Amid these controversies, about 51 percent of voters in his district have a favorable view of him and 44 percent do not, according to the poll.

In the survey, 268 people, or 53 percent, said they are Republicans; 166, or a third, identified themselves as Democrats; one is a Libertarian, and the rest are independents.

Terri Schiavo case On the Schiavo issue, DeLay consistently has stated that his constituents backed his decision to lead Congress into the dispute over whether to continue nourishment to the severely brain-damaged Florida woman.

"Everywhere I went (in the district) people were ... very supportive of the efforts to try and save her," DeLay said Wednesday at Sugar Land Regional Airport.

But nearly 69 percent of people in the poll, including substantial majorities of Democrats and Republicans, said they opposed the government's intervention in the longstanding family battle.

Respondents in the Chronicle survey also were critical of DeLay's individual role. Nearly 58 percent disapproved of his decision to get Congress involved.

Slightly more Republicans approved of DeLay's personal action on Schiavo than opposed it, however, while Democrats overwhelmingly opposed his efforts to involve Congress.

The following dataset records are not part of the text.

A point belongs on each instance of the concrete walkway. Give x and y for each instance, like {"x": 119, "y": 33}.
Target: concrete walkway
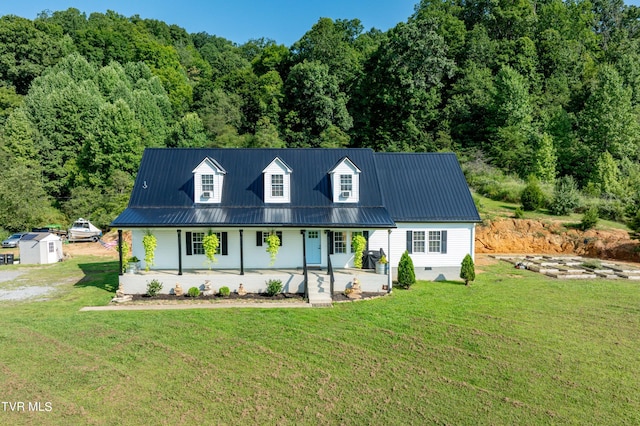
{"x": 319, "y": 294}
{"x": 266, "y": 305}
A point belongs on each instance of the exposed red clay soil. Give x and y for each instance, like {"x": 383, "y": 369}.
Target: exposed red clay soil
{"x": 525, "y": 236}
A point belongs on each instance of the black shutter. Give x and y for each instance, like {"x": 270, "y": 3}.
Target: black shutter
{"x": 443, "y": 242}
{"x": 330, "y": 242}
{"x": 224, "y": 243}
{"x": 189, "y": 245}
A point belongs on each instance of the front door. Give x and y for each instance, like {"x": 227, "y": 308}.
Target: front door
{"x": 312, "y": 241}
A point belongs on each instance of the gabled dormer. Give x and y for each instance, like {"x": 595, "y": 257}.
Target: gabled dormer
{"x": 208, "y": 178}
{"x": 277, "y": 182}
{"x": 345, "y": 181}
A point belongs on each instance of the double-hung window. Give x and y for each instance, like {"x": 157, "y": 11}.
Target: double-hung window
{"x": 418, "y": 242}
{"x": 207, "y": 183}
{"x": 427, "y": 242}
{"x": 435, "y": 239}
{"x": 277, "y": 185}
{"x": 339, "y": 242}
{"x": 196, "y": 242}
{"x": 346, "y": 183}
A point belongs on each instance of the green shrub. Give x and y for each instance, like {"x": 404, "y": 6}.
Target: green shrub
{"x": 406, "y": 272}
{"x": 589, "y": 219}
{"x": 566, "y": 197}
{"x": 532, "y": 197}
{"x": 467, "y": 270}
{"x": 274, "y": 287}
{"x": 153, "y": 288}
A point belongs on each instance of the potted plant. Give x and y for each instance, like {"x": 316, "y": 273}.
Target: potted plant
{"x": 210, "y": 243}
{"x": 381, "y": 265}
{"x": 273, "y": 245}
{"x": 150, "y": 242}
{"x": 359, "y": 243}
{"x": 132, "y": 265}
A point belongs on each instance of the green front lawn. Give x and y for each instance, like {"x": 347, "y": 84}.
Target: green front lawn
{"x": 513, "y": 348}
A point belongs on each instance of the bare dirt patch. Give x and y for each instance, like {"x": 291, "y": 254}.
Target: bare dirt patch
{"x": 531, "y": 236}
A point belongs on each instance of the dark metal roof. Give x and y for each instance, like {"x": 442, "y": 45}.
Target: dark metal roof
{"x": 373, "y": 217}
{"x": 425, "y": 187}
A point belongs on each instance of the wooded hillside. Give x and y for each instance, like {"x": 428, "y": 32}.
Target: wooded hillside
{"x": 544, "y": 88}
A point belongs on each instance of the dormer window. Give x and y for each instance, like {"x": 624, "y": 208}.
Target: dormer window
{"x": 345, "y": 181}
{"x": 277, "y": 186}
{"x": 208, "y": 180}
{"x": 277, "y": 182}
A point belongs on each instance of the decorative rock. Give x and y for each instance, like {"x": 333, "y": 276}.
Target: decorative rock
{"x": 178, "y": 290}
{"x": 241, "y": 290}
{"x": 208, "y": 289}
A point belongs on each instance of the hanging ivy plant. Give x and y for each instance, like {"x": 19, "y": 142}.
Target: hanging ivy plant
{"x": 124, "y": 253}
{"x": 150, "y": 243}
{"x": 210, "y": 243}
{"x": 359, "y": 243}
{"x": 273, "y": 245}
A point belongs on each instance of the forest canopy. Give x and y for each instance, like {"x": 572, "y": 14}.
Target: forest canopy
{"x": 545, "y": 89}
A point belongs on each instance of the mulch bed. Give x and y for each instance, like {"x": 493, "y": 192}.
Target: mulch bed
{"x": 233, "y": 296}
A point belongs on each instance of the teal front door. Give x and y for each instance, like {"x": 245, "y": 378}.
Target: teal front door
{"x": 312, "y": 241}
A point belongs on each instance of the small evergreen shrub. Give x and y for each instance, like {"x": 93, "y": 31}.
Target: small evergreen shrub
{"x": 467, "y": 270}
{"x": 274, "y": 287}
{"x": 406, "y": 272}
{"x": 566, "y": 197}
{"x": 153, "y": 288}
{"x": 519, "y": 213}
{"x": 589, "y": 219}
{"x": 532, "y": 197}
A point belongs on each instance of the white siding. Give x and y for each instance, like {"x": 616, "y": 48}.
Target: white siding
{"x": 459, "y": 243}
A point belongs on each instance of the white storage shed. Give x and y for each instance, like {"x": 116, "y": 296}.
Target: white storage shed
{"x": 40, "y": 248}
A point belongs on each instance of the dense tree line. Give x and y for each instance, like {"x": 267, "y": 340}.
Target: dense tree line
{"x": 544, "y": 88}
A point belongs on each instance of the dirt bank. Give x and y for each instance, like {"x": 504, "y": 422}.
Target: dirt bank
{"x": 531, "y": 236}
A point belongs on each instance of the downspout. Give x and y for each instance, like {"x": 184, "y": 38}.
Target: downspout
{"x": 390, "y": 268}
{"x": 304, "y": 265}
{"x": 120, "y": 251}
{"x": 179, "y": 252}
{"x": 241, "y": 253}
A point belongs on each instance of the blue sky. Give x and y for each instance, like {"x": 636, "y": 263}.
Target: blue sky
{"x": 284, "y": 21}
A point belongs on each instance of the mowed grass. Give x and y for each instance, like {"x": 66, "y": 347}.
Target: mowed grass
{"x": 513, "y": 348}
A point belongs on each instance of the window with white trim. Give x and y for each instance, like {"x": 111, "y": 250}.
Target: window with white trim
{"x": 277, "y": 185}
{"x": 353, "y": 234}
{"x": 346, "y": 183}
{"x": 196, "y": 242}
{"x": 435, "y": 239}
{"x": 339, "y": 242}
{"x": 418, "y": 242}
{"x": 207, "y": 183}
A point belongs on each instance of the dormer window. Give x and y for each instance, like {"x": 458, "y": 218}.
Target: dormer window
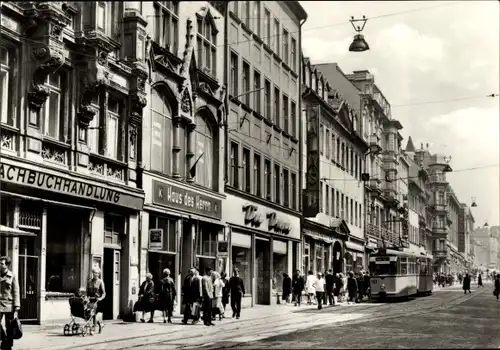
{"x": 206, "y": 39}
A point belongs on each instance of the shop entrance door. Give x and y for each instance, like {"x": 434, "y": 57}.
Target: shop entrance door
{"x": 263, "y": 271}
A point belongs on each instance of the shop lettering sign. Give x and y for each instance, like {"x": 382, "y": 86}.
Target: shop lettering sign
{"x": 311, "y": 192}
{"x": 252, "y": 216}
{"x": 187, "y": 200}
{"x": 45, "y": 181}
{"x": 277, "y": 225}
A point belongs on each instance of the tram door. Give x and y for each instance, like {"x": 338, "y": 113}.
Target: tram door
{"x": 28, "y": 278}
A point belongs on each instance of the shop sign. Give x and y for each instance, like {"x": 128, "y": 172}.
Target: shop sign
{"x": 156, "y": 238}
{"x": 252, "y": 216}
{"x": 312, "y": 190}
{"x": 277, "y": 225}
{"x": 223, "y": 249}
{"x": 54, "y": 183}
{"x": 187, "y": 200}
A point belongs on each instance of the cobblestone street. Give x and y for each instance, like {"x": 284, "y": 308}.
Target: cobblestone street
{"x": 447, "y": 318}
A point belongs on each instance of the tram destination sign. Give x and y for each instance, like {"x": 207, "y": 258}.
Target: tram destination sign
{"x": 168, "y": 195}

A Republican in the survey, Erica Nehls, 39, of Friends-wood, said she likes DeLay more now that he took such a forceful role in the Schiavo case.

"I think they murdered somebody, and I think he had the guts enough to come out and try to stop them, so I applaud him for that because he's going to take even more heat now," Nehls said.

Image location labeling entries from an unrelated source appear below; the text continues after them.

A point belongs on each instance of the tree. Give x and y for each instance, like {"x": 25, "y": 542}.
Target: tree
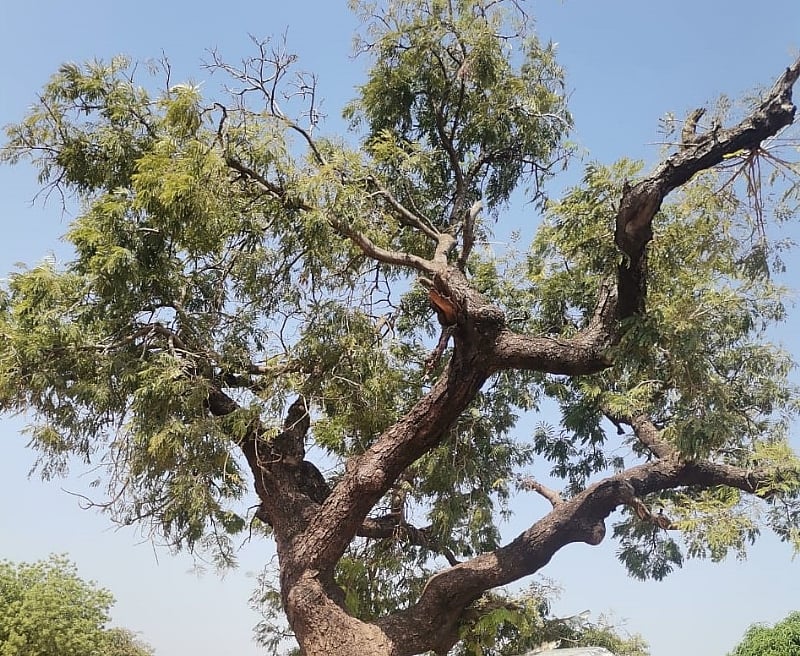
{"x": 244, "y": 289}
{"x": 47, "y": 610}
{"x": 783, "y": 639}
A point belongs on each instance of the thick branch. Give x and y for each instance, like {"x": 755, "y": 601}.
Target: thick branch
{"x": 551, "y": 495}
{"x": 370, "y": 475}
{"x": 581, "y": 519}
{"x": 382, "y": 528}
{"x": 585, "y": 353}
{"x": 406, "y": 216}
{"x": 640, "y": 202}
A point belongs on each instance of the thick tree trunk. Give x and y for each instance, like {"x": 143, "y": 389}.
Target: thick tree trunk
{"x": 323, "y": 628}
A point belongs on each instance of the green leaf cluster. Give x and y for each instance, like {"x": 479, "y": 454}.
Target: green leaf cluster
{"x": 47, "y": 610}
{"x": 781, "y": 639}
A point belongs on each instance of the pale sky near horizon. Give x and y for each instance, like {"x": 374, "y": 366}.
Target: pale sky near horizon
{"x": 627, "y": 61}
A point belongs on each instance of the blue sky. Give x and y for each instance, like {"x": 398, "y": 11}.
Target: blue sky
{"x": 627, "y": 61}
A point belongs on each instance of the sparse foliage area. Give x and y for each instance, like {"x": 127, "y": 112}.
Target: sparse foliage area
{"x": 257, "y": 310}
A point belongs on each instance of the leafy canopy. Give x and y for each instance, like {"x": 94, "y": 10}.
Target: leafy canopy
{"x": 47, "y": 610}
{"x": 781, "y": 639}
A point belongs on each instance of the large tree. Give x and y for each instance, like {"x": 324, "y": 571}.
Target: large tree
{"x": 251, "y": 303}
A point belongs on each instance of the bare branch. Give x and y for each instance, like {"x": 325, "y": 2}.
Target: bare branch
{"x": 639, "y": 203}
{"x": 406, "y": 216}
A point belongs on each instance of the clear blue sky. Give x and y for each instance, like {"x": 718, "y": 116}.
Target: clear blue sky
{"x": 627, "y": 61}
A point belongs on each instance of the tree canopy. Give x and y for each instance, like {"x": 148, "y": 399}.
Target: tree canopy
{"x": 255, "y": 309}
{"x": 781, "y": 639}
{"x": 47, "y": 610}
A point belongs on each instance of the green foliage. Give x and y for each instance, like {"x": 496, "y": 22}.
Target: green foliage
{"x": 782, "y": 639}
{"x": 47, "y": 610}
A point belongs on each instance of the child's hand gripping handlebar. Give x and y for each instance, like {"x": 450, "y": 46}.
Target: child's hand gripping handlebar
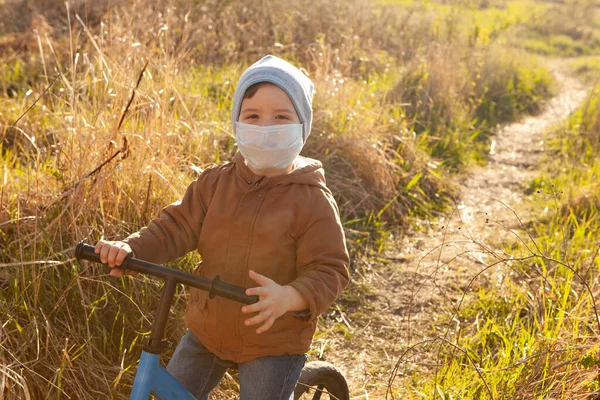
{"x": 214, "y": 287}
{"x": 172, "y": 277}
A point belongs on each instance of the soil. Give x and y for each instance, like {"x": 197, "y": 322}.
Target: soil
{"x": 406, "y": 297}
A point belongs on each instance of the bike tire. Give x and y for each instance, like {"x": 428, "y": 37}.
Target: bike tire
{"x": 321, "y": 377}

But fellow Republican Barbara Sanderson, 64, of Pecan Grove, said the affair contributed to her opinion of DeLay sinking from "very, very, very favorable" to something considerably less rosy.

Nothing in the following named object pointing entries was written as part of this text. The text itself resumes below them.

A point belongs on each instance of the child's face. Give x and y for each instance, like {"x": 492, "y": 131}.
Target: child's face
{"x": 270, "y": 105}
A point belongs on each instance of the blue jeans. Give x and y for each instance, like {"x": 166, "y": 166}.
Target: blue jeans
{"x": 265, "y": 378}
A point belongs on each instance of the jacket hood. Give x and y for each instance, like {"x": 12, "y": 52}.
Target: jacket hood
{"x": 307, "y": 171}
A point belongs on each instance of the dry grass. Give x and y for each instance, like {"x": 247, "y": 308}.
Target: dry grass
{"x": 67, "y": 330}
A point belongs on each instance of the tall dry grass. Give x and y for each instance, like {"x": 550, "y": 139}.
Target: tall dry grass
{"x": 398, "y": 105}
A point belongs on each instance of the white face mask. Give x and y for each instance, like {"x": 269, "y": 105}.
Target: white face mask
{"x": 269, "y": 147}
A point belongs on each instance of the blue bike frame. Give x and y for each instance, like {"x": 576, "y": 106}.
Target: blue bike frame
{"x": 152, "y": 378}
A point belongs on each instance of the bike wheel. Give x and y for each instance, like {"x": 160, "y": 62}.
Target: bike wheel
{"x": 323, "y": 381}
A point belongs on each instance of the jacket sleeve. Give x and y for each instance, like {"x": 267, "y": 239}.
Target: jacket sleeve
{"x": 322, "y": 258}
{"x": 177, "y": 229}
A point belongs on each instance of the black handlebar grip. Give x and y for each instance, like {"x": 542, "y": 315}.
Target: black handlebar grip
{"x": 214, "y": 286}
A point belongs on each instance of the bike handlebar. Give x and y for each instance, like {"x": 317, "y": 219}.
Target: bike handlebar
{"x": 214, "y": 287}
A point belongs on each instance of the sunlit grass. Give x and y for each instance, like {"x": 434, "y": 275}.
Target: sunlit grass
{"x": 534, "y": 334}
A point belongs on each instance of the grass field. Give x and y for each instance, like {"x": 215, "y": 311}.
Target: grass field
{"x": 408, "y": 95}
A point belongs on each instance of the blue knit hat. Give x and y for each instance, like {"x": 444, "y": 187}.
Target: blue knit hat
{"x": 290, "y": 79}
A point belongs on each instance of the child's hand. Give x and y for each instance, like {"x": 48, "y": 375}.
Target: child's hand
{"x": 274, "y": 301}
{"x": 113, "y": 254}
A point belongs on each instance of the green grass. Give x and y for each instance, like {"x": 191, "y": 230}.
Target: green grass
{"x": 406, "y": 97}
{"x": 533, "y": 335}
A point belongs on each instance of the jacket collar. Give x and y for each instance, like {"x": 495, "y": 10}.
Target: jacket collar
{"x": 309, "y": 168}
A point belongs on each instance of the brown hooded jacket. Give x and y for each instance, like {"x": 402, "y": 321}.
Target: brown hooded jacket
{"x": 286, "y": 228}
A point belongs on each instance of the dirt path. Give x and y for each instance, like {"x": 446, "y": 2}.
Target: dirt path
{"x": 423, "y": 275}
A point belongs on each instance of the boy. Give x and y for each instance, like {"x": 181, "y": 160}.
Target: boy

"I think that it was a high-profile political ploy used by a lot of people, and I hate to see our president get involved," she said. "It's embarrassing."

DeLay argued that his morals guided him in the case of Schiavo, who died Thursday. But nearly half of those polled said he intervened in the case for political gain.

Party affiliation played a significant role in this result, with an overwhelming majority of Democrats attributing DeLay's action to political motives, while a majority of Republicans thought otherwise.

Spurred on by DeLay, Congress passed a bill that granted a federal review of a Florida state judge's ruling that Schiavo's feeding tube be removed as requested by Michael Schiavo, her husband and legal guardian.

DeLay has said the news media have treated him unfairly.

His constituents are about split on that, with 46 percent saying news coverage of DeLay has been fair and 40 percent saying it hasn't.

Media matters "I don't believe any of the things that have been written about him," said Miguel Zamora, 77, who thinks the news media have a liberal slant. The Nassau Bay resident said he greatly respects DeLay: "I know there's been a lot said about him, but that's part of the game. The guys who are in (office) want to stay in, and the guys who aren't in want to get in."

On the other hand, Santa Fe resident and Democrat Billye Zeringue, 74, said, "Now that they're digging into his past and what he's been doing, it makes him look pretty bad, I tell you."

On DeLay's ethics, poll respondents split largely along partisan lines, with most Republicans saying he's ethical and most Democrats offering the opposite view.

DeLay's actions as a congressional leader had the most profound effect on voters' shift in opinion, the poll showed, and publicity about his ethical troubles also played a role. The Schiavo case was less of a factor.

"The congressman is in trouble, but the burden will be on the Democrats to find a candidate, fund the candidate and make a case," Zogby said. "It's not a slam dunk against DeLay."

Zogby is a Democrat, but he describes his polling firm as "militantly independent" with clients among both major political parties.